Профессор втянул носом воздух – нет, перегаром в спальне не пахло, наоборот, ощущался едва уловимый аромат женских духов. Да и голова была слишком ясной для похмельной. Он принюхался еще, наклонился к подушке и удовлетворенно кивнул. Да. Именно этот запах он ощущал когда проснулся. На белье он слышался сильнее. И ещё один запах был точно – терпковатый, узнаваемый запах секса.
Макс потянул с подушки светлый вьющийся волос, хмыкнул и сел. Увидел свои вещи – они были небрежно брошены у кровати. Дело приобретало очень интригующий оборот. Выходит, они с Михеем вчера так нажрались, что ухитрились где-то подцепить женщину и расписать ее на двоих?
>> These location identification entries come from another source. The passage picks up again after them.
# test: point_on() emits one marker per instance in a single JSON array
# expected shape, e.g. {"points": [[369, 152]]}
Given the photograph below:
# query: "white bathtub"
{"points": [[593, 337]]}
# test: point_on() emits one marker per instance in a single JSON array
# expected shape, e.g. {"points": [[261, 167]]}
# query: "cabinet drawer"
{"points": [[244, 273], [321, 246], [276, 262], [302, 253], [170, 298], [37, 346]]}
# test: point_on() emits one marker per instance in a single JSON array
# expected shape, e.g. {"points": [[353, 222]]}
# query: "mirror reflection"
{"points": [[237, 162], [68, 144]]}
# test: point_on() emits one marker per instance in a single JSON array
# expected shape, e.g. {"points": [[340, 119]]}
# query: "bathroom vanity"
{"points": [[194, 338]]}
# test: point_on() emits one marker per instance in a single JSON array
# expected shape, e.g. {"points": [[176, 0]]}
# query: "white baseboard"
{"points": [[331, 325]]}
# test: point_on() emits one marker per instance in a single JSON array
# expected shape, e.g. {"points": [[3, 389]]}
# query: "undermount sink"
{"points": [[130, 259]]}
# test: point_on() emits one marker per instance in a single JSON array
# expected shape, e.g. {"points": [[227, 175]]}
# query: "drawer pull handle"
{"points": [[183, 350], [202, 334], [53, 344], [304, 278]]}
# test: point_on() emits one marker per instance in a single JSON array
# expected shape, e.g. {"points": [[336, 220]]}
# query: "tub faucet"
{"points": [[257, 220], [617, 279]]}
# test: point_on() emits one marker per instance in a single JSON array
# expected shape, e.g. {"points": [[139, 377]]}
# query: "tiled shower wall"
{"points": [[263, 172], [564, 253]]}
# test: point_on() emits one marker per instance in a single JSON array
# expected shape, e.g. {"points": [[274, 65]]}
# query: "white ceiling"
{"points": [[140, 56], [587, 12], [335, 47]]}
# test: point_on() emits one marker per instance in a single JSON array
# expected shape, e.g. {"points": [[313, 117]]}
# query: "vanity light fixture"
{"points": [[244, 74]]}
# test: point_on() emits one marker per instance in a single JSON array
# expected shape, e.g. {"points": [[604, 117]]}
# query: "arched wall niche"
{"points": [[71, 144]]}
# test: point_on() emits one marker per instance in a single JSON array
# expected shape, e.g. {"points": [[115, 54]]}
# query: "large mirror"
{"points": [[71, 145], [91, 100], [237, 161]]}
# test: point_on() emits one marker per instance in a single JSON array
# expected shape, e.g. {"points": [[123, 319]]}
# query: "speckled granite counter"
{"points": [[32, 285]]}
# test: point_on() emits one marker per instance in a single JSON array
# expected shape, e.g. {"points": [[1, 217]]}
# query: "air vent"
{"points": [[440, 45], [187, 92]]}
Да уж… они и в бурной юности считанные разы так отрывались.
Но зато становилось понятно все остальное. Кроме потери памяти.
Когда профессор уже одевался (можно было бы пройти в свою спальню и голышом, но в гостиной вполне могла обнаружиться ранняя горничная), под рубашкой с несколькими оторванными пуговицами обнаружилась женская шпилька с крошечным бриллиантом. Он отложил рубашку – все равно испорчена, застегнул брюки и, подняв украшение, сунул его в карман. Кем бы ни была гостья, которая вчера радовала их с Михеем – незачем давать слугам возможность об этом болтать.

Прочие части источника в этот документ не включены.